Born in the 1930s, Pak reached the pinnacle of his career on Seoul's literary scene during the late ‘60s and early ‘70s. Park Chung Hee's repressive rule, and popular discontent with it, made for a highly politicized arts scene. Nearly all the notable poetry of the time, McCann explained, was engaged with current events and thick with polemical attitude. But not Pak's. His work reflects a rich, almost secluded, inner life; a preference for natural imagery and a fascination with other worlds. In his aloofness from contemporary politics, Pak resembles Emily Dickenson who, during the turbulence of America's Civil War, explored the universe of experience within a single room.

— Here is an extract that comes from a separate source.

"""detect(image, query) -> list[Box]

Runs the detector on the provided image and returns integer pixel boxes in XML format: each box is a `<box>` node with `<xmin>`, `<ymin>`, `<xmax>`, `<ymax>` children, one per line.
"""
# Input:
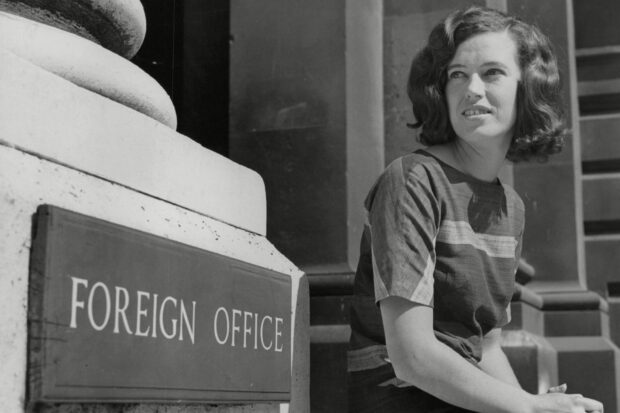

"[Pak] was a poet who explored the liminal worlds, the spaces between," McCann explained. In "Enough to Say It's Far," Pak attempts a metaphorical understanding of the distance between himself, his feelings of love, and the object of his love, through reference to the distance between the earth and the stars.

While the topics he addressed were deeply figurative and amorphous, the language Pak used to address them is exceptionally precise and illuminating. "In some ways," McCann added, "[reading Pak Chaesam] is like looking at an MRI of the Korean language."

As the 1970s marched on, Korean literature-and music, and filmmaking-drifted away from its earlier, stridently political content, towards the more varied contemplation that Pak wrote about. Pak continued to write and McCann met with him, though briefly, several times over the years. During the mid-1990s, McCann called Pak, who was in poor health, and suggested they get together. Alluding, perhaps, to the other worlds that so fascinated him, Pak replied simply "next time" and died shortly thereafter.

The program concluded with readings of a dozen of Pak's best poems, including "Brightness," "Place," and "As for Love."